Celebrate America Festival: Noon to 5 p.m., Nov. 6, Catholic Church of Saint Monica, sponsored by the Knights of Columbus. The Festival will honor the military, community fire, police, emergency personnel and governmental workers. More info: email@example.com.
(NEW) Concert To Honor Veterans, by the Stone Mountain Barbershoppers, at the Gwinnett Performing Arts Center. Times: 8:30 p.m., Nov. 11; and 3 p.m. and 8 p.m., Nov. 12. The program features musical selections that bring back memories of "Route 66." For more details, visit online.
Harvest Homecoming Dance: 7 p.m., Nov. 12, Racquet Club of the South. To benefit the Norcross Cluster School Partnership. Tickets are $40. Order online at www.norcrosscsp.org.
Fourth Annual LaJazz: 6 p.m. to 10 p.m., Nov. 13 at Footprints Cafe in Lawrenceville and the same time Nov. 20 at Purple Rain in Duluth. Both events benefit Alpha Kappa Alpha Sorority and the Gwinnett Pearls of Service Foundation. More info.
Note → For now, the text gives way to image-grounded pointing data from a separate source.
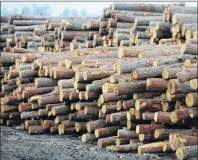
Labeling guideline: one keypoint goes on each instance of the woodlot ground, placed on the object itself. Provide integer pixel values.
(19, 145)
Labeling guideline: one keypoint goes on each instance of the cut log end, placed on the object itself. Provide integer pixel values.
(134, 74)
(190, 100)
(165, 74)
(173, 117)
(180, 154)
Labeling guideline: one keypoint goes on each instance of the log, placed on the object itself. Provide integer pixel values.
(148, 116)
(93, 125)
(88, 137)
(159, 8)
(32, 91)
(109, 97)
(80, 127)
(192, 99)
(179, 115)
(146, 137)
(60, 110)
(45, 82)
(124, 148)
(183, 18)
(170, 73)
(176, 140)
(48, 99)
(103, 142)
(32, 123)
(151, 148)
(119, 116)
(30, 114)
(147, 128)
(130, 87)
(186, 152)
(194, 84)
(162, 117)
(108, 131)
(148, 104)
(143, 73)
(125, 133)
(187, 75)
(174, 86)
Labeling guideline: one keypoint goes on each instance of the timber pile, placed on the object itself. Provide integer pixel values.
(128, 99)
(131, 24)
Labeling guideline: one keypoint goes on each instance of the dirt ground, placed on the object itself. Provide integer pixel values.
(19, 145)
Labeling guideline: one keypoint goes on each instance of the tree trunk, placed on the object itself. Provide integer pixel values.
(60, 110)
(148, 104)
(93, 125)
(187, 75)
(143, 73)
(88, 137)
(119, 116)
(162, 117)
(147, 128)
(151, 148)
(130, 87)
(103, 142)
(192, 99)
(179, 115)
(159, 8)
(187, 152)
(183, 18)
(108, 131)
(125, 133)
(156, 84)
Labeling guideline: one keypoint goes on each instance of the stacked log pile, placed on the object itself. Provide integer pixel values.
(127, 99)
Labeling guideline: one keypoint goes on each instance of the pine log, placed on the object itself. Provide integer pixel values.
(194, 84)
(187, 75)
(148, 104)
(108, 131)
(103, 142)
(176, 140)
(147, 128)
(93, 125)
(179, 115)
(88, 137)
(183, 18)
(130, 87)
(151, 148)
(162, 117)
(186, 152)
(192, 99)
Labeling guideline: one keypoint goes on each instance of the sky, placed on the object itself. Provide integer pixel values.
(92, 8)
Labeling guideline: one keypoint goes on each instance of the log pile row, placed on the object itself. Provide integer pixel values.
(127, 99)
(51, 34)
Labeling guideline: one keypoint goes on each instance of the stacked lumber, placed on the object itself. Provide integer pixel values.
(182, 22)
(127, 99)
(131, 24)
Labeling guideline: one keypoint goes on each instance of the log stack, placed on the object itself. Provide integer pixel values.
(127, 99)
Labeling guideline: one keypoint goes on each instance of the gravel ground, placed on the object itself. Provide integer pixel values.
(19, 145)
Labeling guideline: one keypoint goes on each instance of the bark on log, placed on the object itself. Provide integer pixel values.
(162, 117)
(148, 128)
(186, 152)
(88, 137)
(130, 87)
(156, 84)
(187, 75)
(108, 131)
(93, 125)
(192, 99)
(103, 142)
(151, 148)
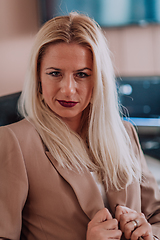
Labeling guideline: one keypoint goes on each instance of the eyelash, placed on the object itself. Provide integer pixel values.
(77, 75)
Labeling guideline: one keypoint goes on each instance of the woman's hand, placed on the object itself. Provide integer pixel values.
(133, 224)
(103, 227)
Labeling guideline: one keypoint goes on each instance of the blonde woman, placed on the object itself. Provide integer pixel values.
(72, 169)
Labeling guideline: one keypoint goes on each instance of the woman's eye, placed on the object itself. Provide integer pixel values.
(54, 74)
(82, 75)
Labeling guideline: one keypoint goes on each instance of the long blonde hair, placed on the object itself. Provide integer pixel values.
(103, 144)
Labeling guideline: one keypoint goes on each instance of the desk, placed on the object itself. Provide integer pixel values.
(154, 166)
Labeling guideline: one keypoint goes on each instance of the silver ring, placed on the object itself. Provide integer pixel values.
(135, 223)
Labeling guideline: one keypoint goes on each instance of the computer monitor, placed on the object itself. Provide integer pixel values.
(140, 97)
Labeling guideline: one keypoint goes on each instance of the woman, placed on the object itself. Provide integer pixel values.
(72, 169)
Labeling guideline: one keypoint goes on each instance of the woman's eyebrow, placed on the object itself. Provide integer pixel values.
(58, 69)
(86, 68)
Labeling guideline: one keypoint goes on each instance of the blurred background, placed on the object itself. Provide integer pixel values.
(132, 28)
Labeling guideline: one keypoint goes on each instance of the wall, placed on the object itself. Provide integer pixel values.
(136, 50)
(19, 22)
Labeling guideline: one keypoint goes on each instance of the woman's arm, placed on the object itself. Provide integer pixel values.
(13, 185)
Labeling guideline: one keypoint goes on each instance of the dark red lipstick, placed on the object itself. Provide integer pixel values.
(68, 104)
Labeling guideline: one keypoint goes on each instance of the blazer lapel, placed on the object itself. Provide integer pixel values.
(84, 187)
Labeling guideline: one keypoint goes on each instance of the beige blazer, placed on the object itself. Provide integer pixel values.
(40, 200)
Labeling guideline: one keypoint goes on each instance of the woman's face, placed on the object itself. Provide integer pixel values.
(66, 76)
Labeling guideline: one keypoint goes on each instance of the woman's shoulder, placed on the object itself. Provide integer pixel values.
(22, 130)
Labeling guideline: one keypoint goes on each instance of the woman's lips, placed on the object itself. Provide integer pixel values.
(68, 104)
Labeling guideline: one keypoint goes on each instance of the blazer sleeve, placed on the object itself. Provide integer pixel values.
(150, 193)
(13, 185)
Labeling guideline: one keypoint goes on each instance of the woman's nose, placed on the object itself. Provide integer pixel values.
(68, 85)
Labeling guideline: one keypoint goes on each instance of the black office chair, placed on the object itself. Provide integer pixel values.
(8, 109)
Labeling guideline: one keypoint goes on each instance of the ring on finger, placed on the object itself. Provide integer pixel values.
(135, 223)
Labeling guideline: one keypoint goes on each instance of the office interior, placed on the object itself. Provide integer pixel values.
(132, 28)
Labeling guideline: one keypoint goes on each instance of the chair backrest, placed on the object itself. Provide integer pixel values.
(8, 109)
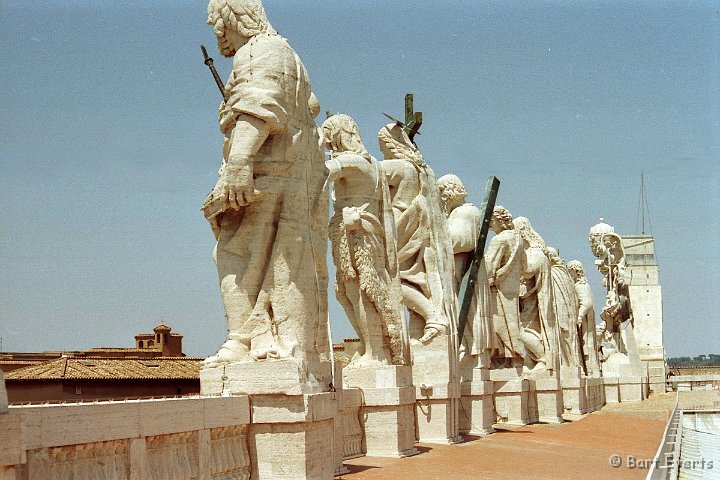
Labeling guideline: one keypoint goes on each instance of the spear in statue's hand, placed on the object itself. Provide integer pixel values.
(208, 62)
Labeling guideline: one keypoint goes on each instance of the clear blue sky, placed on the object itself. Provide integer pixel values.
(109, 143)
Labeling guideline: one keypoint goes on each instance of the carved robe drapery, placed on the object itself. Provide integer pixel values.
(271, 253)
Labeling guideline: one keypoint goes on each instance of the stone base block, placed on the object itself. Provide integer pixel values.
(387, 413)
(377, 377)
(611, 389)
(292, 437)
(283, 376)
(511, 396)
(389, 430)
(594, 394)
(625, 389)
(574, 400)
(546, 398)
(292, 451)
(583, 394)
(437, 381)
(3, 394)
(633, 388)
(477, 410)
(437, 420)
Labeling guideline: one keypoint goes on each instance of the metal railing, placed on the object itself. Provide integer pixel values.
(665, 463)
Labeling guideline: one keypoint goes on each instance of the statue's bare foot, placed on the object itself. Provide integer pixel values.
(429, 334)
(270, 353)
(230, 351)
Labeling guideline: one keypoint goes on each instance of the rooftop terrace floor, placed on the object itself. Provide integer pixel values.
(580, 448)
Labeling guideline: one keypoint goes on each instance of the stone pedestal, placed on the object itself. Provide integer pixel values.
(266, 377)
(291, 437)
(546, 397)
(653, 359)
(626, 388)
(338, 423)
(3, 394)
(581, 394)
(387, 412)
(291, 434)
(573, 385)
(437, 384)
(594, 393)
(477, 410)
(511, 394)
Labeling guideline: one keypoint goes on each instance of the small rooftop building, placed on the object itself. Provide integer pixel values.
(156, 367)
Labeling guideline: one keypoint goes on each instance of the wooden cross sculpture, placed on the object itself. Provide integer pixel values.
(413, 119)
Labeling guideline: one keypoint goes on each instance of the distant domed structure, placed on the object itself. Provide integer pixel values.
(601, 228)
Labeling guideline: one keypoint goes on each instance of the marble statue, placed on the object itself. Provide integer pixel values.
(585, 316)
(565, 307)
(268, 210)
(362, 235)
(464, 221)
(505, 260)
(424, 252)
(536, 305)
(607, 247)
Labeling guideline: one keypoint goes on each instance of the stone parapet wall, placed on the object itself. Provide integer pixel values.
(184, 438)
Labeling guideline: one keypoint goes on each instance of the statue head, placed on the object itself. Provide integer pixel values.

Colored Pencil Odyssey exhibition of six artists: Now through Nov. 25, St. Edward's Episcopal Church, 737 Moon Road in Lawrenceville. These 24 drawings are from members of the Atlanta chapter of the Colored Pencil Society. The gallery is free to the public, with viewing hours 10 a.m. until 4 p.m. Monday through Friday, and 9 a.m. until 12:30 p.m. on Sunday. For more information, call 770-963-6128.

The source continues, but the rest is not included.